- The Washington Times - Thursday, April 17, 2008

NEW YORK — Four years ago, a poll of cadets at South Korea’s premier military academy found more entrants considered the United States their nation’s worst enemy — worse than North Korea.

Today, Washington leaders will meet a new South Korean president who is determined to change that frame of mind.

“The days of ideology are over. The politicization of alliance relations shall be behind us. We shall not let ideology and politics blind us from common interests, values and norms,” Lee Myung-bak told the Korean Society at the beginning of a five-day trip to the U.S.

Mr. Lee, sworn in for a five-year term just two months ago, also enjoys a majority in South Korea’s legislature for his conservative Grand National Party.
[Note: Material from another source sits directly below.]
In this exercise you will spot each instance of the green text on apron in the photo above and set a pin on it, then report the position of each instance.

The recent presidential and parliamentary elections mark a sharp turn in South Korea’s political climate, with voters weary after spending billions of dollars in hopes of promoting peace with North Korea only to see the North develop and test an atomic bomb.

“There have been some concerns about a possible weakening of the Korea-U.S. alliance in recent years,” Mr. Lee told the New York audience at the start of his first overseas trip as president.

“I assure you that we should and we will move forward,” he said.

Business dominated the first two days in New York, in which Mr. Lee explained that Korea is in the process of opening banks, brokerages and other financial firms to outside investors.

“The president wants to assure them that this will make it easier for them to do business in Korea,” said an official in the South Korean consulate in New York, who requested anonymity because he was not authorized to speak with reporters.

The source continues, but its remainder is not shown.